Antes de que Ganesh empezara siquiera a pensar seriamente en el segundo libro, Bissoon volvió con malas noticias. Las dio con respeto y simpatía. Se quitó el sombrero al entrar en la casa, no puso los pies encima del brazo de la silla y cuando quiso pedir agua dijo:

– ¡Tonnerre! Qué calor que hace hoy. ¿Puedes traerme un poquito de agua? -Después de haber bebido añadió-: Yo no soy como otros que van por ahí presumiendo. Quia. Yo no soy así. Ya sé que te lo había dicho, pero para qué decirlo otra vez. No es culpa tuya no saber de esto. No tienes experiencia en el negocio, y ya está.

– ¿No has vendido nada?

– Diez, y a los que se lo he vendido van a hacer lo que el padre de tu mujer cuando se enteren. Se los tuve que vender como una especie de amuleto. Y menudo trabajo.

– Pues entonces, los noventa centavos de comisión.

– Deja. Te lo guardas para el siguiente. Todo lo que sean cosas impresas, si se pueden vender, Bissoon lo vende.

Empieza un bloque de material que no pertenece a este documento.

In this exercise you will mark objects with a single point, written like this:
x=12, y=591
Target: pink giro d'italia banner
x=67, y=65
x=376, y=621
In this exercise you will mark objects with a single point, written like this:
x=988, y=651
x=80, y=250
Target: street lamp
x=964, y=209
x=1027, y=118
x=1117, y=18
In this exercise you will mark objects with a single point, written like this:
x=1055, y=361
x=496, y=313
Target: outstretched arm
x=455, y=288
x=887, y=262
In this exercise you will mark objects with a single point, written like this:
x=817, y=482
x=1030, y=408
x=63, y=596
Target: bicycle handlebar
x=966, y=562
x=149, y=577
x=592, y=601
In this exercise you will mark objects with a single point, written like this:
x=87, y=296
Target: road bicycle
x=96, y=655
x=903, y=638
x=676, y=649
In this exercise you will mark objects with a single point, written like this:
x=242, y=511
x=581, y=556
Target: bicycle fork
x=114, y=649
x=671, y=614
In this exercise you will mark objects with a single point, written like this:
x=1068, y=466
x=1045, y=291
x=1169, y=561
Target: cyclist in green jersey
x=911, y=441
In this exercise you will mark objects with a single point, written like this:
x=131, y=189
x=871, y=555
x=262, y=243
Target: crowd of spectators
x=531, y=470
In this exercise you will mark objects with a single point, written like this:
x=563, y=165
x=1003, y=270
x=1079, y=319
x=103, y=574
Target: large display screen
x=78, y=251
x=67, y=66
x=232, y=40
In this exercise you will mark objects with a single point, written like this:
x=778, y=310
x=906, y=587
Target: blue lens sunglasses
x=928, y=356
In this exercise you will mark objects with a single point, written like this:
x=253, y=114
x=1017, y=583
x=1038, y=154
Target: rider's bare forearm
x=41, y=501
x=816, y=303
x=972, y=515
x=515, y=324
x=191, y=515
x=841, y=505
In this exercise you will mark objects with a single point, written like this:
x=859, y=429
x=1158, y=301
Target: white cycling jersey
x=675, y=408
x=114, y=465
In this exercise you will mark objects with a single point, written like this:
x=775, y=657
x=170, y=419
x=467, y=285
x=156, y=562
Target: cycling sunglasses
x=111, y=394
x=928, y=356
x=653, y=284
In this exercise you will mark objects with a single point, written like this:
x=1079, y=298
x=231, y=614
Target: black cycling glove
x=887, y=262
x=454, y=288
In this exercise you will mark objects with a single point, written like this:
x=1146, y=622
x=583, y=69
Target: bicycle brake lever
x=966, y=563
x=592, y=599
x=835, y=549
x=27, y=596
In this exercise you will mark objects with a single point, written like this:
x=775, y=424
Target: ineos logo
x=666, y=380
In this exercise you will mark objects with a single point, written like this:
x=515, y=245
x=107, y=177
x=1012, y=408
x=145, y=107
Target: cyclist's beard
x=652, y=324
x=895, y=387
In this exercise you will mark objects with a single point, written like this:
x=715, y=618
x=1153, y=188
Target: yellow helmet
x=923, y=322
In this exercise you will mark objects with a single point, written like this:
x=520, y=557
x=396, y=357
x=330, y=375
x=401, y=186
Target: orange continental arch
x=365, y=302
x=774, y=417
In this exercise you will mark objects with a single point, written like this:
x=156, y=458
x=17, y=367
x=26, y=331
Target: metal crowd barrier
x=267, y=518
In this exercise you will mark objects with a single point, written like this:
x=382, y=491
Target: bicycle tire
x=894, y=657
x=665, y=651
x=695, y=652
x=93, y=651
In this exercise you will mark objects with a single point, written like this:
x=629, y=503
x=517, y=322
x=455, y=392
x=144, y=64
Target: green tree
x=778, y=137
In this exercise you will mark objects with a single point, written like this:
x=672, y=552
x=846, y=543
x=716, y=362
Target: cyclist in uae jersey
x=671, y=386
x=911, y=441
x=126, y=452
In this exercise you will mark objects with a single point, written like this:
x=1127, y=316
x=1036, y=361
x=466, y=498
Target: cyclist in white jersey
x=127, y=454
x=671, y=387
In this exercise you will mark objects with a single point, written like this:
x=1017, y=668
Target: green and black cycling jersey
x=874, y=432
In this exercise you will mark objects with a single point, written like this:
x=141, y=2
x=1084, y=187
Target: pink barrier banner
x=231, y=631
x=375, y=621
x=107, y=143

– No lo entiendo, Bissoon.

– Pues es fácil. Verás. Es la clase de libro que no puedes ni regalar porque la gente se piensa que es como una señal de magia que les quieres hacer. Pero tú no lo dejes.

– ¡Pues maldita señal!

Bissoon alzó la vista, perplejo.

A pesar de todo, Ganesh pensaba que aún se podía hacer algo con el libro. Envió ejemplares firmados a todos los jefes de gobierno que se le ocurrió, y cuando Beharry se enteró de que los enviaba gratis, se enfadó.

– Yo soy un hombre independiente -dijo-. No me va eso de amigarse con ciertas personas. Si el rey quiere leer el libro, pues que se lo compre.

Eso no impidió a Ganesh enviar un ejemplar a Mahatma Gandhi, y sin duda se debió al estallido de la guerra que no recibiera respuesta.